We have tested our codes with the following setups:
python==3.6.5
tensorflow==1.14.0
numpy==1.16.0
Training an original full-size model can be conducted by:
python3 model_training.py
This experiment is fully controlled by the hyper-parameters specified in the file ResNet_hyperparams_training.py. By default, it will train a ResNet-56 on CIFAR-100 from scratch.
With the full-size model file (referred as trained_ResNet_ckpt.pkl here) saved from the above training from scratch experiment, we can perform class-discriminative pruning by:
python3 model_CDC_pruning.py \
--model=trained_ResNet_ckpt.pkl
The hyper-parameter setting of this experiment is fully specified in the file of ResNet_hyperparams_CDC_pruning.py.
By default, we use Generalized Symmetric Divergennce as the channel pruning function to obtain the channel's discriminative score.
Moreover, we employ hierarchical pruning mechanism where the front layers are pruned by fine labels and the rear layers use coarse labels.
This hierarchy is spcified by the file ./CIFAR_100_Coarse_Label/cifar100_coarse_ytr_confusion_matrix_spectral_clustering.npy.

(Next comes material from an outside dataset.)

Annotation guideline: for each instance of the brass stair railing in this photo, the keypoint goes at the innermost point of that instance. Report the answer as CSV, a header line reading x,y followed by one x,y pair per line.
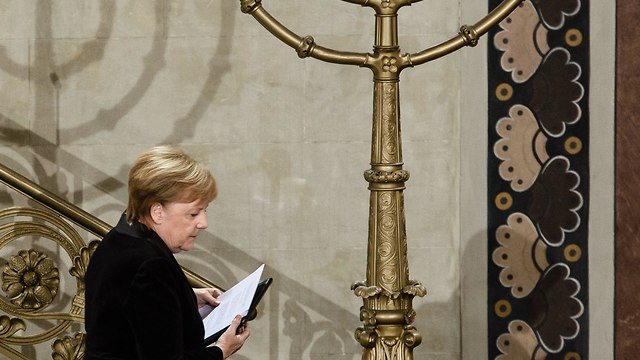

With the teacher file (referred as trained_ResNet_ckpt.pkl) saved from training scratch and pruned model file (referred as pruned_ResNet_ckpt.pkl) saved from the CDC pruning experiment, we can retrain the compressed model with class-discriminative distillation by:
python3 model_CDC_distillation.py \
--teacher_model=trained_ResNet_ckpt.pkl \
--model=pruned_ResNet_ckpt.pkl
The hyper-parameter setting of this experiment is fully specified in the file of ResNet_hyperparams_CDC_distillation.py.
We use DCA-based intermediate distillation where the coarse label is used to learn the DCA subspace.
The final output is a CDC-compressed ResNet-56 on CIFAR-100.